L'arbitrage va-t-il tacler le Mondial par derrière?
Si d'innombrables incertitudes planent naturellement sur la compétition, la question de l'arbitrage et particulièrement de l'application de la nouvelle interdiction du "tacle par derrière" peut susciter les plus fortes inquiétudes.
Le Mondial survient au moment où l'arbitrage n'a jamais été autant remis en cause par ses millions de juges d'instruction : médias, joueurs, dirigeants et spectateurs. L'affaire du Juve-Inter en est l'illustration la plus récente (et pas la moins spectaculaire), et la menace d'un arbitrage vidéo se précise. S'il n'est pas nécessaire de tomber dans le totalitarisme qui croit pouvoir supprimer l'erreur humaine (supprimer l'aléatoire dans le foot reviendrait à y jouer sur Playstation), les troubles de l'arbitage ne doivent pas nous laisser totalement dupes.
Les rétrospectives sur les éditions précédentes de la CM ressemblent parfois à une sinistre chronologie d'erreurs calamiteuses et de malversations plus ou moins dissimulées. L'histoire de cette compétition est très tôt et jusqu'à très récemment entachée de liaisons coupables avec le pouvoir se manifestant par des décisions arbitrales qui entrèrent dans la chronique de certaines Coupes du Monde, aux côtés des actions et des buts d'anthologie.

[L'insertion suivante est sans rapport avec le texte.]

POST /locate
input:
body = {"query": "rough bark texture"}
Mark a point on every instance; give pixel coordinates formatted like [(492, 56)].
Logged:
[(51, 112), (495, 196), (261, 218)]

François Thébaud instruit ce dossier avec un article, "Arbitrage et politique", dans le numéro 39 de Manière de voir du Monde diplomatique consacré au football. Si l'on peut ne pas adhérer complètement à l'interprétation un peu paranoïaque qu'il dresse des "affaires" (en 34, 54, 66, 78, 86), certaines de ses remarques en appellent à la vigilance: "les arbitres de la Coupe du Monde sont sélectionnés sur la base de critères rigoureux dont le plus important (et le plus secret) est la faculté de comprendre le rapport des forces extérieures au jeu dans les rencontres touchant au prestige ou aux intérêts politiques de certaines nations".
Dans ce contexte l'interdiction d'un geste jusque là toléré, à l'occasion de la compétition la plus prestigieuse et la plus sensible de toutes, semble pour le moins hasardeuse. Comment les arbitres pourraient-ils intégrer instantanément un tel changement dans l'appréciation du jeu? Comment les joueurs pourraient-ils acquérir des réflexes nouveaux dans des rencontres dont le niveau et l'enjeu seront immédiatement très élevés? La compétition risque d'être faussée, à la fois dans le cours des matches et par le biais des suspensions, les sanctions frappant un peu les équipes au petit malheur la malchance. Ayant eu plusieurs mois pour anticiper cette application, nous avons pu compter le nombre de fois où la question se posait : "Est-ce que c'est un tacle par derrière? Est-ce que le joueur recevra un carton rouge en juin?".
Il est évident que les arbitres sanctionneront diversement les mêmes gestes, avec des conséquences énormes sur les rencontres. Les occasions d'incompréhension de la part des joueurs et du public vont donc être multipliées, la marge d'interprétation étant excessivement large.
Comment les instances internationales peuvent-elle laisser encourir de tels risques au tournoi en créant de nouvelles opportunités de scandale arbitral? Thébaud suggère la réponse : "les dirigeants de la FIFA entendent conférer à "l'erreur humaine" l'explication de décisions dictées de l'extérieur". En ont-ils tellement besoin qu'ils en viennent à inventer pour elle de nouveaux moyens d'expression?